Horizontal sharding splits a single large table across multiple database instances by row. Each shard holds a subset of rows.

Horizontal Sharding:
users table → split by user_id range

Shard 0: user_id 0–24,999,999         (Shard DB 0)
Shard 1: user_id 25,000,000–49,999,999 (Shard DB 1)
Shard 2: user_id 50,000,000–74,999,999 (Shard DB 2)
Shard 3: user_id 75,000,000–99,999,999 (Shard DB 3)

Vertical sharding should always come first. It's operationally simpler, enables independent scaling per domain, and avoids distributed transactions within a service. Horizontal sharding is the next step when a single domain's write volume exceeds what one machine can handle.

Shard Key Selection Strategy

The shard key is the most consequential decision in your sharding design. Getting it wrong means data hotspots, expensive cross-shard joins, or re-sharding after launch.

Rule 1: High cardinality. The shard key must have enough distinct values to distribute data evenly. user_id (UUID or integer) works. country_code does not — if 40% of your users are in the US, one shard gets 40% of the load.

Rule 2: Even access distribution. The key should distribute both read and write load evenly. Timestamp-based keys (created_at) often create write hotspots — all new records hit the latest shard.

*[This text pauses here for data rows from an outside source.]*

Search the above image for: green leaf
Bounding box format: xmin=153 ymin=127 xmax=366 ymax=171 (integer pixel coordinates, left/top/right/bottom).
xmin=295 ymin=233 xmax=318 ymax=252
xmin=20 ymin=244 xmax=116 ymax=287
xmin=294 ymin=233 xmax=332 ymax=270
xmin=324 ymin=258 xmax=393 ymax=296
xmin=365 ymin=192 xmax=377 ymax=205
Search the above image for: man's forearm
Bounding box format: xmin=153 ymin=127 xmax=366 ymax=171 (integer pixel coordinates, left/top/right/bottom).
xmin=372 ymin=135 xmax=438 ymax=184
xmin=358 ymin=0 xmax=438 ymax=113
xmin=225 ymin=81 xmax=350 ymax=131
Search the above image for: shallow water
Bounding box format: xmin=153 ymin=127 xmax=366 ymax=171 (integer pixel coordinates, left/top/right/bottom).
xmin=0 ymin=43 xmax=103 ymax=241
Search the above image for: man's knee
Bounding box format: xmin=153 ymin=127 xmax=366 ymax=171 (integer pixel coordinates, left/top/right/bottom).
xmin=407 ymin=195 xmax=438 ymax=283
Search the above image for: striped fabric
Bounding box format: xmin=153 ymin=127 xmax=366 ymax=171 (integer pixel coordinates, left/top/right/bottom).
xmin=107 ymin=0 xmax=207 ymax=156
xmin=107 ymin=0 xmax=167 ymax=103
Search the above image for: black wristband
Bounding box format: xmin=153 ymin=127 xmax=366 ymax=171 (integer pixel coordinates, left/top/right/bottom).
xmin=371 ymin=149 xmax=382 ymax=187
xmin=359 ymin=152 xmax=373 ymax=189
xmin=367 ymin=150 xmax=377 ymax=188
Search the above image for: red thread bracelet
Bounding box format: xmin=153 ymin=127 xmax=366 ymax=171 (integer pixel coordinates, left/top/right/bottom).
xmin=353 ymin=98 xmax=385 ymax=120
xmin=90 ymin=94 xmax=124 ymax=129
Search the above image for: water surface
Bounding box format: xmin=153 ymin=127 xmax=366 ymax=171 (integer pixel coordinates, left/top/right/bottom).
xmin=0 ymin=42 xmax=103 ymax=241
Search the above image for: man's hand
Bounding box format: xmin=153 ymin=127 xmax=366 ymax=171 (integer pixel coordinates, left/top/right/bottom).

Rule 3: Co-locate related data. Queries that need to be fast should touch one shard. For a payment system, sharding payments by user_id means all of a user's payment history is on one shard, enabling efficient account statements without cross-shard queries.

Rule 4: Immutable. Changing the shard key value means moving the row to a different shard — an expensive operation. Use IDs that never change.

For a fintech platform at 100M users:

-- Schema design: payments table
CREATE TABLE payments (
    payment_id      UUID DEFAULT gen_random_uuid(),
    user_id         BIGINT NOT NULL,          -- Shard key
    merchant_id     BIGINT NOT NULL,
    amount          DECIMAL(19,4) NOT NULL,
    currency        CHAR(3) NOT NULL,
    status          VARCHAR(20) NOT NULL,
    idempotency_key VARCHAR(255) UNIQUE,
    created_at      TIMESTAMPTZ DEFAULT NOW(),
    updated_at      TIMESTAMPTZ DEFAULT NOW(),
    PRIMARY KEY (user_id, payment_id)         -- Shard key first in PK
);

-- Shard key determines physical location
-- All rows for user_id 12345678 are on Shard (12345678 % 64)

Consistent Hashing

Naive hash-based sharding uses shard_id = hash(user_id) % num_shards. The problem: adding a shard changes the modulus, requiring almost all data to move.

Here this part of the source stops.